Il s’agit là, d’une conception laissant entendre que la pensée humaine ne saurait se manifester indépendamment de cette présence verte qui n’a de cesse de colorer, d’embellir, de jongler entre le réel et l’imaginaire, d’élargir le rêve et de l’intensifier, de créer des surprises sensuelles pour ainsi dire faire fantasmer et vagabonder l’imagination du lecteur dans le but de la rendre heureuse et de la subjuguer jusqu’au plus haut point.

La prise de conscience de ce mouvement sentimentalement rural exploite le succès de la littérature dans son fonctionnement qui traite des caractéristiques accrochant et attrayants dont la mise en forme renvoie à l’esthétique. En effet, c’est dans la beauté de la nature que se mandate le développement des idées qui s’illustre nettement par la mobilisation de l’expression dont l’un des enjeux les plus importants consiste en la valorisation de la ruralité. Cette dernière repose sur un principe consistant à associer une histoire d’amour à la conscience d’un monde sain et pur.
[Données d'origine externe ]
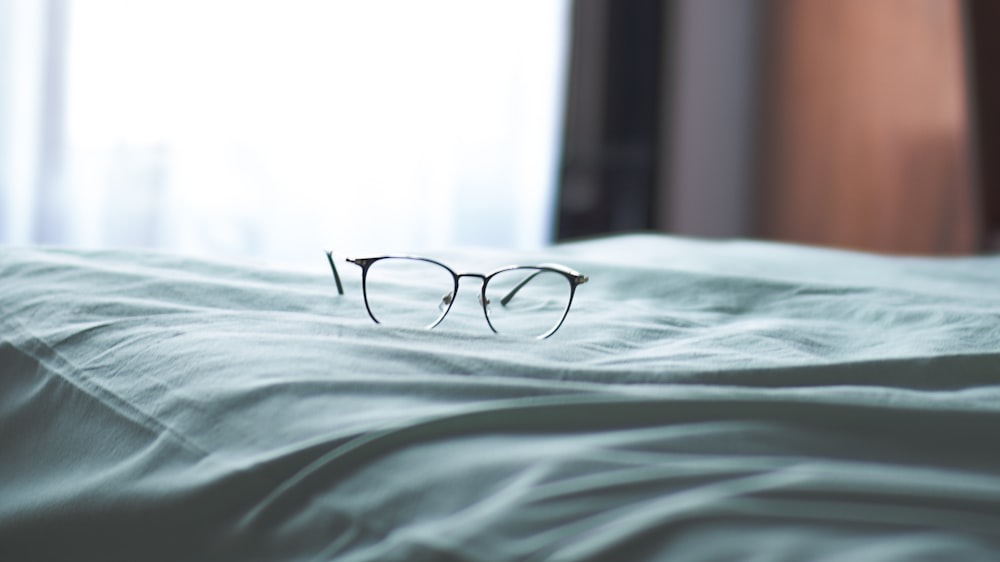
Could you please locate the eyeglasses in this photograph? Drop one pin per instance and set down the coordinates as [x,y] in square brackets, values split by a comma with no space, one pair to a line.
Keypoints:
[418,292]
Un monde où la magnificence d’esprit et la splendeur de l’âme se manifestent intensément dans les comportements et les conduites qu’adopte le paysan vis-à-vis de ceux qui lui sont chers et importants. Ces comportements et ces conduites s’inscrivent, en effet, dans le cadre relationnel, marquant ainsi la remarquable et singulière beauté intérieure de l’innocente âme rurale. La mise en évidence de cette dernière se perçoit à priori dans des réseaux de significations tissés avec intelligence relativement à l’inscription de la terre toute en dotant les romans de notre corpus d’une imposante portée rurale. Ce qui leur confère le statut de genre champêtre. C’est, à notre sens, dans cette conception poétique que se dessine la correspondance entre la beauté terrestre et la beauté spirituelle.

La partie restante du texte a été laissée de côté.